---
"Lo udah di mana sih?"
Raka langsung berdecak sebal. Tangannya memukul setir dengan kesal. Jalanan Jakarta memang kadang sangat menyebalkan. Ini hari sabtu, ada pekerjaan yang membuatnya harus datang ke Sanjaya dan menghabiskan weekend bersama berkas-berkas yang harus ia pelajari dan tanda tangani.
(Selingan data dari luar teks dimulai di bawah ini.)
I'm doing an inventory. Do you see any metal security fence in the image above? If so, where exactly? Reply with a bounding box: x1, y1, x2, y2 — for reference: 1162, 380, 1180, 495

Dan sekarang sudah pukul sembilan malam, dari Cawang menuju Senopati yang biasanya bisa ditempuh setengah jam sekarang ia masih terjebak macet, dan molor dari waktu janjinya lebih dari satu jam.
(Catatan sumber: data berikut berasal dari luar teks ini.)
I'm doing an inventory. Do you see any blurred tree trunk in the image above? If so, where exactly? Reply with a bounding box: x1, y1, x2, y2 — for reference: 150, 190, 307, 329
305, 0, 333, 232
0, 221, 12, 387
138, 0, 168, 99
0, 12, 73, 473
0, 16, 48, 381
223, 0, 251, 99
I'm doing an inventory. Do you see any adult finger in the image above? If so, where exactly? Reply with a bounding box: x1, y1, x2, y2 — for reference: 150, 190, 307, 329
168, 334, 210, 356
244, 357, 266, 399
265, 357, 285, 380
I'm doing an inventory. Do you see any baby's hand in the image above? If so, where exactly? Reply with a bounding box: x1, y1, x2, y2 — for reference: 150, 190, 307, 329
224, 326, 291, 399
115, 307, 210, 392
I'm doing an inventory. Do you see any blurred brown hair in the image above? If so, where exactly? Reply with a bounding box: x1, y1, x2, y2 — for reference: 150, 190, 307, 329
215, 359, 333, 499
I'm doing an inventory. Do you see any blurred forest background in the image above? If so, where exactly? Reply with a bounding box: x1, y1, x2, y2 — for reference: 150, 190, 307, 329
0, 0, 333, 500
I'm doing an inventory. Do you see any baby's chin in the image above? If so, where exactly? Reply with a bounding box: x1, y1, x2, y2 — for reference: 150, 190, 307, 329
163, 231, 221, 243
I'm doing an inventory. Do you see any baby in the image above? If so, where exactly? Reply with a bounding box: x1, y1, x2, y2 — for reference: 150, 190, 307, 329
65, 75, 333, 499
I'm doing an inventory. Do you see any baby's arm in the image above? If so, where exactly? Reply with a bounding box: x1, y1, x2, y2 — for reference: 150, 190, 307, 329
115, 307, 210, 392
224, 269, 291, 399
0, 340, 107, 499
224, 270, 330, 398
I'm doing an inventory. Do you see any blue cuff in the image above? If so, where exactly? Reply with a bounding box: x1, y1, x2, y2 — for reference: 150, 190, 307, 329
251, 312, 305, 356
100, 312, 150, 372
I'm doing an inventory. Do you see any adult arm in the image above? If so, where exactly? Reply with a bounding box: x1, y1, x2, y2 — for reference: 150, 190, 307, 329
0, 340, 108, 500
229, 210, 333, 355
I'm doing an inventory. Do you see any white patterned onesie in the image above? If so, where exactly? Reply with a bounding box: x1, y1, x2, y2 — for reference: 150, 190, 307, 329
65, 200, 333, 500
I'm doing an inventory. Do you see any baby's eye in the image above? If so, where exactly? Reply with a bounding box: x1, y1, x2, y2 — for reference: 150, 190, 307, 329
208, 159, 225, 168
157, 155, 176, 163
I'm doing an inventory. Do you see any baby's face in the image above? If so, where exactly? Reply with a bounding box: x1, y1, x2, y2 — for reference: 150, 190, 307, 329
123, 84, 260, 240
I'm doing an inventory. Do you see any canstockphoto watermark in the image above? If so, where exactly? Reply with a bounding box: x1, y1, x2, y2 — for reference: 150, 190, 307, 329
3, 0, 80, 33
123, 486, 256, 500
"Raka Sanjaya, lo beneran lagi di jalan kesini kan?"
Raka meringis pelan sebelum membalas dengan godaan.
"Iya sayang. Bentar lagi nyampe kok,"
"Najis!"
Raka langsung tertawa. Mobilnya juga kembali bergerak.
"Lagian kenapa mesti di sana sih? Dan kenapa juga gue harus ikut? Lo gak inget mereka dulu gimana bencinya sama kita,"
Kirana yang ada di seberang sana menghela napas panjang. Musik yang berputar dari tempat hiburan itu terdengar mengalun di telinga Raka.
"Gak usah dijawab. Gue tahu kenapa,"
Kirana berdecak. "Yaudah gue tutup. Pastiin lima belas menit lagi lo udah di sini. Paling lama!"
Setelah panggilan itu terputus, Raka langsung tersenyum kecil. Kirana terdengar seperti Sagara, mungkin karena menghabiskan waktu bersama selama sepuluh tahun, Kirana jadi memperlakukan dia seperti Sagara dan Arjuna memperlakukannya. Dulu sebelum ikut pindah ke Korea bersama Sagara, Kirana selalu menatapnya was-was dan penuh curiga. Ya tidak salah juga sih mengingat perlakuan Raka padanya sewaktu mereka masih sekolah.
Diam yang akhirnya justru banyak menghancurkan dirinya sendiri. Namun juga Sagara yang membuatnya sadar dan paham, diam kadang justru menenangkan. Diamnya justru kadang membawa kedamaian. Diam yang mengajarkan makna sebuah penerimaan.
Tempat yang dituju Raka adalah sebuah bar semi indoor. Banyak sekali anak muda menghabiskan malam disana. Setelah berkeliling beberapa saat, Raka akhirnya menemukan keberadaan Kirana diantara kerumunan orang lainnya. Meja besar yang memuat banyak orang itu terletak di pojok dan terkesan lebih privat.
Kirana sedang duduk paling pinggir. Perempuan itu yang tampak feminim. Jika bukan karena Arjuna dan Sagara, Raka tidak akan mau repot-repot datang ketempat itu.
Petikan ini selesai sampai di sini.